Por volta das 7h20 (horário de Brasília), os contratos futuros da soja avançavam entre 0,50 e 1,75 ponto, com destaque para o vencimento de julho, cotado a US$ 10,70 por bushel, e setembro, negociado a US$ 10,48.
O impulso veio principalmente da forte valorização do óleo de soja, impulsionada por novas definições do governo americano para o mercado de biocombustíveis.
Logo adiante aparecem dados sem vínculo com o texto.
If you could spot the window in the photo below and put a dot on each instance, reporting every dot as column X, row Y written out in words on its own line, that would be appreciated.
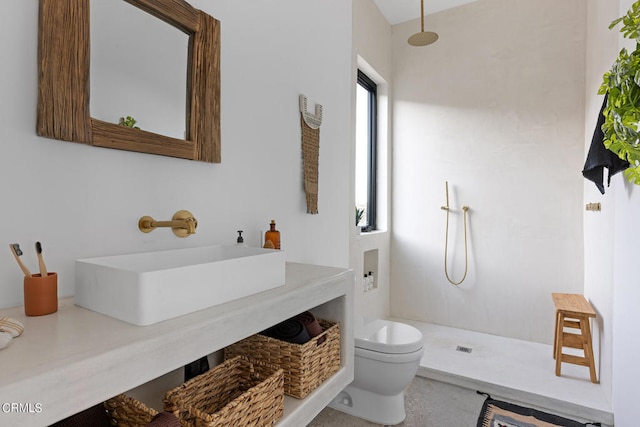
column 366, row 149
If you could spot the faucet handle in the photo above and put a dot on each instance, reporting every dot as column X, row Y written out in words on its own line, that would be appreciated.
column 189, row 221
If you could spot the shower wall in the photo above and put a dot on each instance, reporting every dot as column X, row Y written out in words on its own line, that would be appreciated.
column 495, row 107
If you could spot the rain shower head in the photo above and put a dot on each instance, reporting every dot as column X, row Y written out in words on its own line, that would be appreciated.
column 423, row 38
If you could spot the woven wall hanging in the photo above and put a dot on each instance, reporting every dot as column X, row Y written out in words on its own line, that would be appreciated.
column 310, row 130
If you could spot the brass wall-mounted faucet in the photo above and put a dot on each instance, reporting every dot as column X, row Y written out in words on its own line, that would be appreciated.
column 183, row 224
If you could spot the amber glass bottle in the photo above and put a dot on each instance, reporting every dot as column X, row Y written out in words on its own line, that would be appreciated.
column 273, row 235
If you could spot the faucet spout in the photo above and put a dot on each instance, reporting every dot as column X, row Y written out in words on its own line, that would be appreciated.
column 183, row 224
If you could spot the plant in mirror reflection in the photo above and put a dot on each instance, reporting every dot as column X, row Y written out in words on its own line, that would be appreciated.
column 128, row 122
column 359, row 215
column 622, row 112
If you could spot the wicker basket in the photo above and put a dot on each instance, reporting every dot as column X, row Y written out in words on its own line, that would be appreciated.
column 238, row 392
column 126, row 411
column 305, row 366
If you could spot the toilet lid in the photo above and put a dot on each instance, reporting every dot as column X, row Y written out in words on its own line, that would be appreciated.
column 385, row 336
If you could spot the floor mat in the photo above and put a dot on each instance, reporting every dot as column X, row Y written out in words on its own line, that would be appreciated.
column 496, row 413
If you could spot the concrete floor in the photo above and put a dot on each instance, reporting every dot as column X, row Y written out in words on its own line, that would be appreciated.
column 428, row 403
column 521, row 372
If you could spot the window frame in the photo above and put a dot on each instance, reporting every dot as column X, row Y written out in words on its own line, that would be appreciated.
column 372, row 134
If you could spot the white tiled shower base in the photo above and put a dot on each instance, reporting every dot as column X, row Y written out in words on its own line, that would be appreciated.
column 513, row 370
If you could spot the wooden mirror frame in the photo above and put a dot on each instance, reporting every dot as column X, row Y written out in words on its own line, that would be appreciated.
column 63, row 81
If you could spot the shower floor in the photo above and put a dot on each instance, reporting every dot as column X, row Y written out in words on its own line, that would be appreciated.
column 513, row 370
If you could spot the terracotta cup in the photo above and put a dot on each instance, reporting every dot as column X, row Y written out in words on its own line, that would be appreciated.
column 41, row 294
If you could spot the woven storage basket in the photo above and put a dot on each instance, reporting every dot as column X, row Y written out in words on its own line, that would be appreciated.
column 305, row 366
column 238, row 392
column 126, row 411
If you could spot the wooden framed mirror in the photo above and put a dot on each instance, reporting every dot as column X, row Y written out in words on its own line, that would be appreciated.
column 63, row 81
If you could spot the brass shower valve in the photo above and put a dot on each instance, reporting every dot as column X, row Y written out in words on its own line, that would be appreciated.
column 183, row 224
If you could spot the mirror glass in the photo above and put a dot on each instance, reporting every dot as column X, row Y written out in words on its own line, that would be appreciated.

As novas metas de produção para 2026 e 2027 superaram as expectativas e devem ampliar o esmagamento de soja nos Estados Unidos, o que, por consequência, pode reduzir a oferta de óleo e apoiar os preços.
Além disso, o mercado segue atento ao clima no cinturão agrícola dos EUA (Corn Belt) e aos desdobramentos da guerra entre Irã e Israel, que já chega ao quarto dia sem sinais de cessar-fogo.
Segundo analistas, o mercado também aguarda os relatórios trimestrais de estoques e área plantada nos Estados Unidos, previstos para o final do mês. A expectativa é que esses dados tragam maior clareza sobre a produtividade e o tamanho da safra americana.
No cenário internacional, as negociações com a China seguem em ritmo lento, com os chineses preferindo importar soja da América do Sul enquanto as condições comerciais com os EUA não se tornam mais atrativas.
O clima geopolítico e os ajustes no mercado de energia renovável são os principais fatores que seguem influenciando os preços da soja e seus derivados nas bolsas internacionais.